The novel Coronavirus is changing the business landscape at lightning speed.
While governments continue to work to blunt the negative impacts, there is already one new provision designed to help employers assist workers needing to take leave for either health or family care reasons.
The Families First Coronavirus Response Act, signed into law last week, allows small and midsized employers to use two new refundable payroll tax credits aimed at immediately reimbursing them, dollar for dollar, for the cost of providing Coronavirus-related leave to their employees.
The new law also mandates paid leave benefits for small business employees affected by the COVID-19 emergency. Learn some details on the new law below.
The new law grants tax credits to small employers to cover payments to eligible employees while they take time off under the mandatory emergency COVID-19 paid sick leave and paid family leave provisions. These provisions apply to employers with less than 500 employees.
The new law takes effect April 1, 2020.
Emergency Paid Leave Details
- Emergency paid sick leave under the new law is limited to $511 per day for up to 10 days (up to $5,110 in total) for an employee who's in COVID-19 quarantine or seeking a COVID-19 diagnosis.
- An employee can also receive emergency COVID-19 paid sick leave of up to $200 per day for up to 10 days (up to $2,000 in total) to care for a child whose school or childcare location has been closed or whose childcare is unavailable due to COVID-19.
- In addition, the law gives an employee the right to take up to 12 weeks of job-protected family leave if the employee or a family member is in COVID-19 quarantine or if the school or childcare location of the employee's child is closed due to the outbreak.

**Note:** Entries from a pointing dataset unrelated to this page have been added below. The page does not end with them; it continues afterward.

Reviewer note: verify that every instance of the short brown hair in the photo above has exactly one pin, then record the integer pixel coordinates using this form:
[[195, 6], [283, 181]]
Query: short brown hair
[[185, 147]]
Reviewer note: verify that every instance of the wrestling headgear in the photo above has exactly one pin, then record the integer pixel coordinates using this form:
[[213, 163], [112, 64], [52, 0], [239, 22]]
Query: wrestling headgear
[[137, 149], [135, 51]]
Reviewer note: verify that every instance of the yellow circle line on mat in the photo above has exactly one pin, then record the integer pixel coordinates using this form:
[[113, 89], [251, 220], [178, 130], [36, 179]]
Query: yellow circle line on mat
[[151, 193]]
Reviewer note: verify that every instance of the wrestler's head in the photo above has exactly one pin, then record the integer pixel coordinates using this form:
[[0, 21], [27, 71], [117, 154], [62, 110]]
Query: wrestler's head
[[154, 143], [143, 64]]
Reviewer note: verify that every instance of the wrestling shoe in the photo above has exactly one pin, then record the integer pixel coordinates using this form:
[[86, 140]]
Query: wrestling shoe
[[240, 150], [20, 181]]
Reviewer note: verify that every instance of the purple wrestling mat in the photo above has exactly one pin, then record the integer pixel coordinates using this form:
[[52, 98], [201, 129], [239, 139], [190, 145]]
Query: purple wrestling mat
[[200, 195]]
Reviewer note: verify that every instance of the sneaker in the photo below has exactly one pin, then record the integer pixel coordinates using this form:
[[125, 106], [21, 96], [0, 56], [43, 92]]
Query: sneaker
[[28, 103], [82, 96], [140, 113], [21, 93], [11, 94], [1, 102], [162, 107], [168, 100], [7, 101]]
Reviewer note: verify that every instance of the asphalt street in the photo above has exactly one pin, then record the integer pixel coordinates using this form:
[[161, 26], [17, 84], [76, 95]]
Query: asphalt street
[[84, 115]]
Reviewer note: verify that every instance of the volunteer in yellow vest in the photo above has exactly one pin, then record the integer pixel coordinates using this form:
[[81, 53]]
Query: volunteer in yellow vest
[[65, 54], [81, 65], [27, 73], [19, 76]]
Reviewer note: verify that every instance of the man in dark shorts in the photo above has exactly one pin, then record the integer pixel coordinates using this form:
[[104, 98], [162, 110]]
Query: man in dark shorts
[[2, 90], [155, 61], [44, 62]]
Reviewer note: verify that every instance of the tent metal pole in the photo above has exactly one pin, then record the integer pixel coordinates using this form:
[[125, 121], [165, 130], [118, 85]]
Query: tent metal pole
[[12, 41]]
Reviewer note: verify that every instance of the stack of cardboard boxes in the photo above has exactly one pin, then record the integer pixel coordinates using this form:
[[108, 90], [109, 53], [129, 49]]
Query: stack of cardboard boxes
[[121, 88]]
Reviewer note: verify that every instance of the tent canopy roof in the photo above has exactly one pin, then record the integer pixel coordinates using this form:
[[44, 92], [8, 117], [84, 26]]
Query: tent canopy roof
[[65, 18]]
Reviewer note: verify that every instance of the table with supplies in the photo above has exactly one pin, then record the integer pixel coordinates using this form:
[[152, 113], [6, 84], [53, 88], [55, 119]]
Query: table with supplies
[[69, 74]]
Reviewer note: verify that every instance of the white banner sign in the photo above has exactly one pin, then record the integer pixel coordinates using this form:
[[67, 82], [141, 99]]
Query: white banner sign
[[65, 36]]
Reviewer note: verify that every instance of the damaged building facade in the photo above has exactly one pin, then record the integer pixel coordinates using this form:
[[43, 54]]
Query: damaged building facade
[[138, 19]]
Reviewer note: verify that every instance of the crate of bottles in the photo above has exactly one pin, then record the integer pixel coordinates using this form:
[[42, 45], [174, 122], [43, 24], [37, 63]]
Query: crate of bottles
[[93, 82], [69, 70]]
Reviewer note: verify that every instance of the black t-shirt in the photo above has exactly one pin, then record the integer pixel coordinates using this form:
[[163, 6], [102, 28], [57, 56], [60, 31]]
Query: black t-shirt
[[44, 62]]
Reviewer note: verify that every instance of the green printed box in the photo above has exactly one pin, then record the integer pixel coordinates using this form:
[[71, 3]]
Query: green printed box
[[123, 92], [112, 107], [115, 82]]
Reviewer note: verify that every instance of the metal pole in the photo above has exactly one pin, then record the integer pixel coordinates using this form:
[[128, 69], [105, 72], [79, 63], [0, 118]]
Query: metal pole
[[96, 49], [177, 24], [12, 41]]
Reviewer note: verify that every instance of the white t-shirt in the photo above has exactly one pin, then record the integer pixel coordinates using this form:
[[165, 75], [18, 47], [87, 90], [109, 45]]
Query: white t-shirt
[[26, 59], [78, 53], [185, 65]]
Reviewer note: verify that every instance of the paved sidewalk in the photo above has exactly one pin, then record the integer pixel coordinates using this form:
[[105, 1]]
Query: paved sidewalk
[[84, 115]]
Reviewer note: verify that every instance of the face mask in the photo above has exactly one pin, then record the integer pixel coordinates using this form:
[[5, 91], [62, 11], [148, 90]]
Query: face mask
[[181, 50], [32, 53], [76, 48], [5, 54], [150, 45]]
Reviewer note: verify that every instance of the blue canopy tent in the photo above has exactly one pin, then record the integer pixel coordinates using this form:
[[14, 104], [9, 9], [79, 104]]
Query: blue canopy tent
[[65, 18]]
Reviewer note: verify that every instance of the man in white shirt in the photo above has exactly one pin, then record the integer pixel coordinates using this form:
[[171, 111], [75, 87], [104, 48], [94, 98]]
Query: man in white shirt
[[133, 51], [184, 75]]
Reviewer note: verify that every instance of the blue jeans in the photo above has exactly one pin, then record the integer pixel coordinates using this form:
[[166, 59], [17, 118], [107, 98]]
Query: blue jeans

- The employer must pay at least two-thirds of the employee's usual pay, up to a maximum of $200 per day, subject to an overall maximum of $10,000 in total family leave payments.
- Employers with fewer than 50 employees may qualify for an exemption from paid child care leave requirements.
Tax Credits to Reimburse Employers
To help employers cover these now-mandatory emergency leave payments, the law allows a refundable tax credit equal to 100% of qualified sick leave wages and family and medical leave wages paid by the employer.
- The credit applies only to eligible leave payments made during the period beginning on a date specified by Treasury Secretary Mnuchin and ending on December 31, 2020.
- The credit also offsets - uncapped - the employer contribution for health insurance premiums for the employee for the period of leave.
- The credit can or will be used to offset the Social Security tax component of the employer's FICA tax bill. Any excess credit is refundable, meaning the government will issue a check to the employer for the excess.
Important: The credit isn't available to employers that are already receiving the pre-existing credit for paid family and medical leave under Internal Revenue Code Section 45S.
New Tax Credit Examples
Check out these two examples on how the credits might be used:
|If an eligible employer paid $5,000 in sick leave and is otherwise required to deposit $8,000 in OASDI taxes, the employer could use up to $5,000 of the $8,000 of taxes it was going to deposit to reimburse itself for qualified leave payments. The employer would only be required under the law to deposit the remaining $3,000 on its next regular deposit date.|
|If an eligible employer paid $10,000 in sick leave and was required to deposit $8,000 in OASDI taxes, the employer could use the entire $8,000 of taxes in order to reimburse itself for qualified leave payments and file a request for an accelerated credit for the remaining $2,000.|
Employer FICA Tax Relief
Qualified sick leave and family leave payments mandated by the new law are exempt from the 6.2% Social Security tax component of the employer FICA tax on wages. Employers must pay the 1.45% Medicare tax component of the FICA tax on qualified sick leave and family leave payments, but they can claim a credit for that outlay.
Credits for Self-Employed People
For a self-employed individual who's affected by the COVID-19 emergency, the new law allows a comparable refundable credit against the individual's federal income tax bill. If the credit exceeds the individual's federal income tax bill (including the self-employment tax), the excess will be refunded via a check from the government. Please contact us for more information on the self-employed credits.
What is Still Unknown
The Department of Labor is currently creating interim rules which will provide guidance on how the law will work. Until those rules are implemented, answers to many specific questions will remain unknown. When the rules are released sometime prior to April 2, the guidance will provide the clarity necessary to fully implement the new law.
Some of the unanswered questions include:
- How the 500 employee threshold will be defined, including if part-time employees count
- Also if the 500 accounts for seasonal employees or employees affected by Coronavirus-related layoffs
- How multiple, related companies will be treated with regard to employee count
This article only covers some of the COVID-19-related tax changes that have already been finalized. Other types of non-tax federal relief have also been made available and many states have announced their own COVID-19 relief.